駒沢大学での講演 2012.12.8

就職:都市計画・まちづくりへの興味

私は法学部出身なのですが、就職を考えるにあたって、ものを作る会社に入りたい、文系であっても企画に参加できる分野がよいなと思っていました。大学時代にヨーロッパを旅行してから、都市計画に非常に興味を持つようになりました。まちづくりという仕事は古今東西、昔から今もずっと続いていく仕事ですし、世界中にある共通の課題に取り組めると思い、UR(旧住宅・都市整備公団)という会社に入社することにしました。

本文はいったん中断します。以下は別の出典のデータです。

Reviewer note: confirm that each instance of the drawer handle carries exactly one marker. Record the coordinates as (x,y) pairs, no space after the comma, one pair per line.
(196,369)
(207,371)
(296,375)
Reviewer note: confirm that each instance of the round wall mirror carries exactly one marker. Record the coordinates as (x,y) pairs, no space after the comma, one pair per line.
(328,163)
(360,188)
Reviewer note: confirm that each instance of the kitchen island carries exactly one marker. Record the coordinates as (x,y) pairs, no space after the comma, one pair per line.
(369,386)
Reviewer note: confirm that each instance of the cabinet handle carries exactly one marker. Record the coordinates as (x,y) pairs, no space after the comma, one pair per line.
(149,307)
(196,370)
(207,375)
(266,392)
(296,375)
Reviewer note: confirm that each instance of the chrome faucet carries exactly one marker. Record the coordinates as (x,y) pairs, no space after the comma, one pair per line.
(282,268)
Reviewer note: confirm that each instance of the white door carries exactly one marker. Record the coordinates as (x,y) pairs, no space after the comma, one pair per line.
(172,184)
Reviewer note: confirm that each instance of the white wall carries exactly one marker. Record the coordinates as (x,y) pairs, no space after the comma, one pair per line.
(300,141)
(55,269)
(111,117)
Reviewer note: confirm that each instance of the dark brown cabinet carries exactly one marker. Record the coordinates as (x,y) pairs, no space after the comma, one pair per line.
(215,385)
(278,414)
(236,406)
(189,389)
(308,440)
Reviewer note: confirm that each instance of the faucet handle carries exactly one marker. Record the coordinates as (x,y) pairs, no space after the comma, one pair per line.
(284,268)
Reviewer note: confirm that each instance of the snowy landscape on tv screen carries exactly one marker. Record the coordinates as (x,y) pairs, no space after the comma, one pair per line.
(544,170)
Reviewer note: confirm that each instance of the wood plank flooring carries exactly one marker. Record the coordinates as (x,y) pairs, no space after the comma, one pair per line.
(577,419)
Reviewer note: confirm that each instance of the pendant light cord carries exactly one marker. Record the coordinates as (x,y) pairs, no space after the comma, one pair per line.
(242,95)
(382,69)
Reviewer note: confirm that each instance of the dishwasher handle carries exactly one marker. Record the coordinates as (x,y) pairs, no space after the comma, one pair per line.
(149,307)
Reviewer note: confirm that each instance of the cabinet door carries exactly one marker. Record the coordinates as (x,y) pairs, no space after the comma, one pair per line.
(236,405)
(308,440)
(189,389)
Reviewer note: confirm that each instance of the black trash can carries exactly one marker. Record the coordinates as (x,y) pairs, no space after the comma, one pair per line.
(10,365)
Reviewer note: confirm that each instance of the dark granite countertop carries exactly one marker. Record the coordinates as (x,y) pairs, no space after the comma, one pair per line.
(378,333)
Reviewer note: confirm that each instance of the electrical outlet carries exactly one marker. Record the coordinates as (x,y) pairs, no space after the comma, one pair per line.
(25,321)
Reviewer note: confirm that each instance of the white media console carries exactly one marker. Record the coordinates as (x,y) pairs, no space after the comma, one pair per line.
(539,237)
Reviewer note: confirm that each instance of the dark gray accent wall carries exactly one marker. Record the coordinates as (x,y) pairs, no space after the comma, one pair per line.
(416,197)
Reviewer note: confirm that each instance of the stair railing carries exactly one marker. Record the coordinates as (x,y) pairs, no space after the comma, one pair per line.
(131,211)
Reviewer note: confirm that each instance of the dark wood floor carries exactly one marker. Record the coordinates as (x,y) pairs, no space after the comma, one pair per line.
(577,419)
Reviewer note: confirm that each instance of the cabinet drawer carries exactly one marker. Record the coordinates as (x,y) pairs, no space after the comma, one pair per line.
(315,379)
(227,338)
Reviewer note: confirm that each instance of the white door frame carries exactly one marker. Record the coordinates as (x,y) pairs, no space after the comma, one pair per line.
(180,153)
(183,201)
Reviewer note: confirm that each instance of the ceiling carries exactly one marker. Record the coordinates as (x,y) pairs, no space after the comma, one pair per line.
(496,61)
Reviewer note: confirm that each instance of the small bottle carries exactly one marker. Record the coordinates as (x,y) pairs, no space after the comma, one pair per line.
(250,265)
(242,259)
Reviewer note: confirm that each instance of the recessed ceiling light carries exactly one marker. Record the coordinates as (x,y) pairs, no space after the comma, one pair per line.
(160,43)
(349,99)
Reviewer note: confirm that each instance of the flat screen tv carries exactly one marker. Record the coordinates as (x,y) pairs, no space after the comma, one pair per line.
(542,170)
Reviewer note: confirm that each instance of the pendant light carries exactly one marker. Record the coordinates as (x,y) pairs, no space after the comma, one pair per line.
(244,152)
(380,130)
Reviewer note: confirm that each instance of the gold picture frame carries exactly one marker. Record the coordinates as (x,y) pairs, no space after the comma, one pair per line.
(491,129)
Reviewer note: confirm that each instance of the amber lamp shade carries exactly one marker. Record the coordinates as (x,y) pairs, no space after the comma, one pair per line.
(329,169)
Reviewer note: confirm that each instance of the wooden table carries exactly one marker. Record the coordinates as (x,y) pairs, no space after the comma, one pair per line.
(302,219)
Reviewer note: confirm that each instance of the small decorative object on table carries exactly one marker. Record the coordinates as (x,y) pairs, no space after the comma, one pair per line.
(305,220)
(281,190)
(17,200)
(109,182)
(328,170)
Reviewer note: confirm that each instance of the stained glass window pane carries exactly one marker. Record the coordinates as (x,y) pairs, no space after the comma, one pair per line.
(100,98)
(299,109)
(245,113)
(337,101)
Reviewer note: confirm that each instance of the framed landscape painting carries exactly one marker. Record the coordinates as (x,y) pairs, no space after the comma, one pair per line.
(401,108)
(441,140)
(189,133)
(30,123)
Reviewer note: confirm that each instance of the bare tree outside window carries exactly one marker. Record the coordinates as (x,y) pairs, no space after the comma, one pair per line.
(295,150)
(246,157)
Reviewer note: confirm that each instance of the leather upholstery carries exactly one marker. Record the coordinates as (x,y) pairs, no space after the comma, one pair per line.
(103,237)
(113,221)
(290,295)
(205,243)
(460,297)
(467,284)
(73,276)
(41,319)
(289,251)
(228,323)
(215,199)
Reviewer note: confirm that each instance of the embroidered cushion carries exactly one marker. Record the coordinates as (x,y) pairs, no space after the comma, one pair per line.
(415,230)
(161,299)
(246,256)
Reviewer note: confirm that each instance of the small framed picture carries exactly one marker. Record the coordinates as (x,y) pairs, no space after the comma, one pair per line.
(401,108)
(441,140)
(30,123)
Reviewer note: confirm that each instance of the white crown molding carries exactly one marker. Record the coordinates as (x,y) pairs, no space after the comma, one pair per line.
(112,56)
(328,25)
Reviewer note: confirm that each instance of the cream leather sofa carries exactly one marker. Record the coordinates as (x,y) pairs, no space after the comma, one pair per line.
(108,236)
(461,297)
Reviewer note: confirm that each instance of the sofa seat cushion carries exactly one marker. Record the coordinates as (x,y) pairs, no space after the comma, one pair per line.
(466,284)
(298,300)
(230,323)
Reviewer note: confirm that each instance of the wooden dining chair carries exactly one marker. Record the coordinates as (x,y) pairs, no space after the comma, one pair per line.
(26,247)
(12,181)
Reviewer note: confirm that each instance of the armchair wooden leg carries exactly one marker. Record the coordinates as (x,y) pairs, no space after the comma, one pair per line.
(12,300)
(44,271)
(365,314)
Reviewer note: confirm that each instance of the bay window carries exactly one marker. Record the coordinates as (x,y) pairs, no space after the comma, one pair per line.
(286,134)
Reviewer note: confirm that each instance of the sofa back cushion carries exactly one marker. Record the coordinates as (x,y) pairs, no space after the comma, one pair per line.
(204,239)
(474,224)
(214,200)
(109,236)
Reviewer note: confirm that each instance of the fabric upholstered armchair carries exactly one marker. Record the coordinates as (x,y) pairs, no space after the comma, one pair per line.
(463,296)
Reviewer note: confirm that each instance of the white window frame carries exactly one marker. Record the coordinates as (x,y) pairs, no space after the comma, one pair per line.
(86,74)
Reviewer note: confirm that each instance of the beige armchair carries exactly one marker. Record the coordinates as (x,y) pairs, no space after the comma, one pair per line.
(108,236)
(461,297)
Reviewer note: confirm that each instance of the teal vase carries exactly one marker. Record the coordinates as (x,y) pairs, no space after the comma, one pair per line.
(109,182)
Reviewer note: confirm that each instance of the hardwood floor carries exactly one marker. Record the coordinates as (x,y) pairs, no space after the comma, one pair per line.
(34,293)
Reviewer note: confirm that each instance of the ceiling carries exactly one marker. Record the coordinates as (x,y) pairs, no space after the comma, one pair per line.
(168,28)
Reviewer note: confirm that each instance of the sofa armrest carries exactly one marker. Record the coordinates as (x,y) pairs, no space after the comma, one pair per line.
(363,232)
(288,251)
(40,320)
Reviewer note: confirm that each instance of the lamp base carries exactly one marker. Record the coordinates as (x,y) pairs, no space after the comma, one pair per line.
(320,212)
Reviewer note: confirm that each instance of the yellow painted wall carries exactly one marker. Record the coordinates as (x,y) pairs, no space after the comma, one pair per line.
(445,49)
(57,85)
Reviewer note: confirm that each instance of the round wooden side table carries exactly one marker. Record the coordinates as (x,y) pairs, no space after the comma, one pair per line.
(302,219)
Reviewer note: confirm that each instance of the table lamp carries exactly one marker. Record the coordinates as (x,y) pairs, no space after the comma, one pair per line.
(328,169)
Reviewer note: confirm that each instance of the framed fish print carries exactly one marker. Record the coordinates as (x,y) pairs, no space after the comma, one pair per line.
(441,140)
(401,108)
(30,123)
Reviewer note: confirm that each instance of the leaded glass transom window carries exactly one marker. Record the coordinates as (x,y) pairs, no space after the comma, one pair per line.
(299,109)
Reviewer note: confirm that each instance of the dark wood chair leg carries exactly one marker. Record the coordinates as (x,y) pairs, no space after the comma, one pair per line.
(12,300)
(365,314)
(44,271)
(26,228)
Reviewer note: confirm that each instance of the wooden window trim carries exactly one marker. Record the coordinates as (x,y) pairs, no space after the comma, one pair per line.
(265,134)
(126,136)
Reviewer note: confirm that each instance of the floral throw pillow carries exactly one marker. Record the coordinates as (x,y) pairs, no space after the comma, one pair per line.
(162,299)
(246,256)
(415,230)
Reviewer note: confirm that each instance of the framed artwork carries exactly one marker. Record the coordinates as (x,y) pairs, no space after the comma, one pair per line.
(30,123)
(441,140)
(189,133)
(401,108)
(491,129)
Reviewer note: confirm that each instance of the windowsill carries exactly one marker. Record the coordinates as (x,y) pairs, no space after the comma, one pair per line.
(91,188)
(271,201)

 入社して、早速まちづくりに取り掛かることができました。例えば、それまで駅前の古かったところをきれいにして、バスターミナルや商業ビルを作るといった再開発事業にかかわりました。紙に書いた設計図が実際に目に見えるかたちになっていくということで、非常にやりがいを感じていた時期です。そういう意味では、お金をもらいながら勉強できた感じで、非常に楽しい新入社員時代でした。

 

母親のアルツハイマー病の発病

入社して数年経った後、母が病気になりました。病名はアルツハイマー病で、記憶の障害です。脳の記憶する部分にダメージがきて、それは年々、進行していく病気で、なかなか記憶力を保つことができない病気なので、日常生活が非常に困難になっていきます。

母はお寿司屋さんを父と一緒にやっていたのですが、例えばお店にお客さんが3人来て、お茶を3つ出さなきゃいけないところを5つ出したり、つり銭を間違えるといったことがありました。お砂糖を入れるところにお塩を入れてしまい、すごく塩ぱい酢飯を作ってしまったことなどもありました。

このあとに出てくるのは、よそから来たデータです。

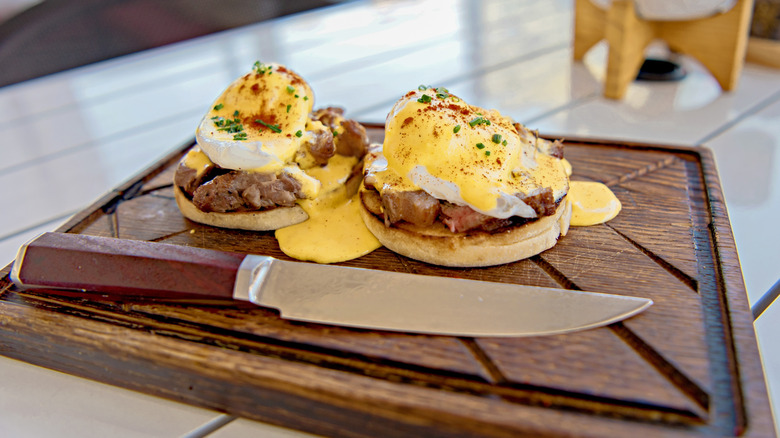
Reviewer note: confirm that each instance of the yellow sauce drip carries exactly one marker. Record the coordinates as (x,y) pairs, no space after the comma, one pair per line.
(334,231)
(196,159)
(476,150)
(566,166)
(592,203)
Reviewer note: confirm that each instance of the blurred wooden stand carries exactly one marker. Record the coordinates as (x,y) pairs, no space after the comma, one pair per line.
(763,51)
(718,42)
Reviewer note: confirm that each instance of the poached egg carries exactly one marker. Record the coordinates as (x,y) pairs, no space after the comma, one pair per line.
(261,123)
(436,142)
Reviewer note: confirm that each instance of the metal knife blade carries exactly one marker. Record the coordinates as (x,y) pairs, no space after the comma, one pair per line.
(325,294)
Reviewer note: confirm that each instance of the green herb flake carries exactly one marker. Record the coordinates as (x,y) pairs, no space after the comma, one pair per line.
(274,128)
(479,121)
(424,99)
(261,69)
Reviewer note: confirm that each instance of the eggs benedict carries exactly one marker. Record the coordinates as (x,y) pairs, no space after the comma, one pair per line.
(458,185)
(258,149)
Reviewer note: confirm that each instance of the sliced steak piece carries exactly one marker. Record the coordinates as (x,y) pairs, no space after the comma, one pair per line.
(321,145)
(188,179)
(543,202)
(282,191)
(462,218)
(329,116)
(241,191)
(353,141)
(372,201)
(416,207)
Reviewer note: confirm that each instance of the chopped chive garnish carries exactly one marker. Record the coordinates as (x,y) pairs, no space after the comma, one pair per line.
(230,126)
(274,128)
(261,68)
(479,121)
(424,99)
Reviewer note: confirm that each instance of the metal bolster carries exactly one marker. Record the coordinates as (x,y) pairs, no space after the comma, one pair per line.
(251,275)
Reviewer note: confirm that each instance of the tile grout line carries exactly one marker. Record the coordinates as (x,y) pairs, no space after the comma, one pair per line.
(49,221)
(748,113)
(89,144)
(210,426)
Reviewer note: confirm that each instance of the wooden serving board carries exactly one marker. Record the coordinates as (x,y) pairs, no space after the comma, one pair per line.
(688,366)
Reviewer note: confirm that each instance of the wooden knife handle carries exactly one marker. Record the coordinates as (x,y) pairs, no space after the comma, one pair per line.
(125,267)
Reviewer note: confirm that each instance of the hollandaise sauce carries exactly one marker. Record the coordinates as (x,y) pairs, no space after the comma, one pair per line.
(334,231)
(592,203)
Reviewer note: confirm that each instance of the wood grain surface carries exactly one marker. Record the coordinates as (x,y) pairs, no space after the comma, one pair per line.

どうしてそのようなことをするのか、非常に不思議でした。そういうちぐはぐな行動が何なのかということが、当初、私には分からず、もしかしたら周りの人を困らせるためにやっているのではないかと思っていた部分もありましたが、病院で診てもらったら、アルツハイマーという病気だったと分かったのです。

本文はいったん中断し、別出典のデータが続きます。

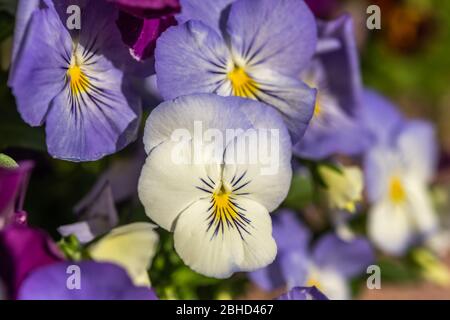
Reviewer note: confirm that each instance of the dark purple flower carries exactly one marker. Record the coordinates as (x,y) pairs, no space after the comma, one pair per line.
(13,185)
(327,266)
(97,281)
(23,250)
(322,8)
(303,293)
(149,8)
(336,127)
(141,22)
(74,80)
(242,48)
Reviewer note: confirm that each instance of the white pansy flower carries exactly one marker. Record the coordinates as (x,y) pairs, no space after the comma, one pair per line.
(216,197)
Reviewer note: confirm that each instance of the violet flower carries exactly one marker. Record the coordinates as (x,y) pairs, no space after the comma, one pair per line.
(399,169)
(141,22)
(73,80)
(254,49)
(328,265)
(303,293)
(22,250)
(98,281)
(13,185)
(336,127)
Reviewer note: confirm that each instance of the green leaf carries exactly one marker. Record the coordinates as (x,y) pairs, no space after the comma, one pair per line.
(7,162)
(301,192)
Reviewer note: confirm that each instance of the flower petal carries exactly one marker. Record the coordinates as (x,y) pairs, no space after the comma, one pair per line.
(276,35)
(290,96)
(39,74)
(96,123)
(208,11)
(390,227)
(131,246)
(202,66)
(220,252)
(262,172)
(98,281)
(349,258)
(418,147)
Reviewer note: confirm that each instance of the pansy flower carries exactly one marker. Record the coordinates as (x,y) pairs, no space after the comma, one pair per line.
(254,49)
(130,246)
(303,293)
(73,80)
(398,171)
(328,266)
(97,281)
(22,250)
(336,127)
(202,184)
(13,186)
(141,22)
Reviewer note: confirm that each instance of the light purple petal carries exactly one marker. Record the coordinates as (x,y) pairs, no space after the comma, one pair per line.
(291,263)
(276,35)
(303,293)
(381,117)
(98,281)
(288,232)
(25,9)
(39,74)
(343,74)
(22,250)
(349,258)
(13,185)
(210,12)
(190,58)
(100,125)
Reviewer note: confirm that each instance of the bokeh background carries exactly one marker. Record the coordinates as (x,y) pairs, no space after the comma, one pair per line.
(408,60)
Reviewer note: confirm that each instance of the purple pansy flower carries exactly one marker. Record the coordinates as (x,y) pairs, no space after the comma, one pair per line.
(141,22)
(249,48)
(303,293)
(72,80)
(22,250)
(13,185)
(336,125)
(398,169)
(98,281)
(322,8)
(328,266)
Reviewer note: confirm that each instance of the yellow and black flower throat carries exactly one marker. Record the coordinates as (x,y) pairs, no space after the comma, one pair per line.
(81,81)
(224,211)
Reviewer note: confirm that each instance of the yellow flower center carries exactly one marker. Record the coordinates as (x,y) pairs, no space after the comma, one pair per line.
(79,83)
(243,85)
(314,282)
(224,209)
(397,192)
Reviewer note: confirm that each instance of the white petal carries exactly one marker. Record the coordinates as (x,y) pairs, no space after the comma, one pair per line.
(333,285)
(166,188)
(422,211)
(264,176)
(211,255)
(260,248)
(131,246)
(417,145)
(219,252)
(390,226)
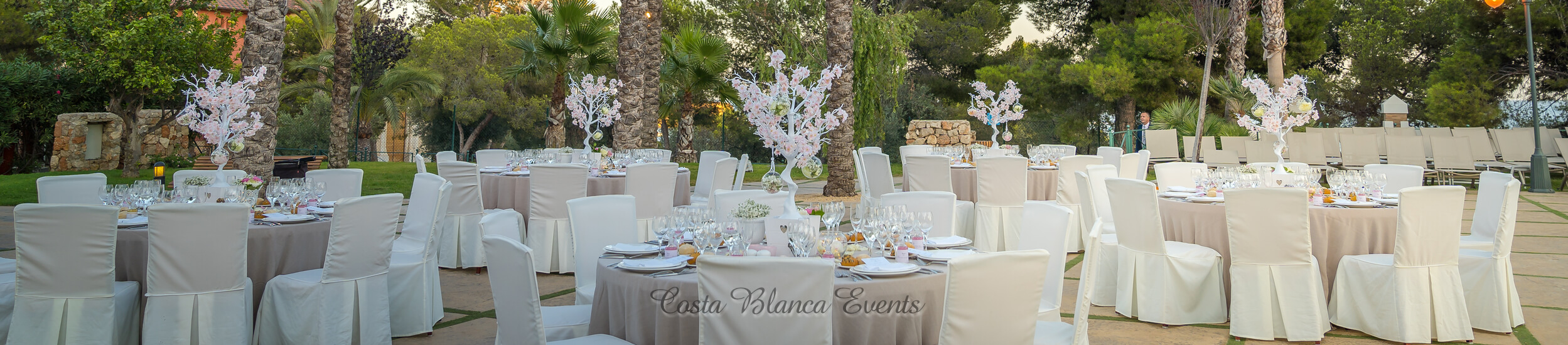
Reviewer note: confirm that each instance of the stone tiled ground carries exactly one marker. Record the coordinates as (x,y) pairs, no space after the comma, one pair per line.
(1540,272)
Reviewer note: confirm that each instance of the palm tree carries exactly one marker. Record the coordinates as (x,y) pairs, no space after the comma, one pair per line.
(567,40)
(695,65)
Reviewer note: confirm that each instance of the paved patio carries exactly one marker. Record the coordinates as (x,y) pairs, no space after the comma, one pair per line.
(1540,267)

アルツハイマー病というのは、生活が次第に困難になっていく障害を持った病気ということで、それをどう受け止めていくかということ、また進行性の病気でどんどん悪くなってしまうので、その点もどう受け止めるかという大きな問題が、私たち家族に突き付けられました。

 

障害者の友達との出会い

同時期に、車いすで生活している障害を持った友達との出会いがありました。彼は脳性まひのため体が自由に動かないのですが、施設に入っているのではなく、自分でアパートを借りて暮らしていたのです。身動きが取れない人がどうやって暮らしているかというと、車いすを使うことに加え、ヘルパーというサポートしてくれる人をたくさん入れて、普通の人と同じような暮らしをしていました。日本中、海外に旅行にも行ったり、私も一緒に行ったこともあるのですが、そういった生活をしていました。障害を持っても、そういった手助けがあれば普通に暮らせるということを、その友達がロールモデルとして見せてくれました。

 

高齢者福祉と障害者福祉の狭間で

母の病気は記憶の障害ですが、それを補うようなものがあれば、彼と同じように、普通に生活していけるだろうと感じられました。ヘルパーさんなど行政のサービスを利用しながら、母の生活を支えていこうと考えました。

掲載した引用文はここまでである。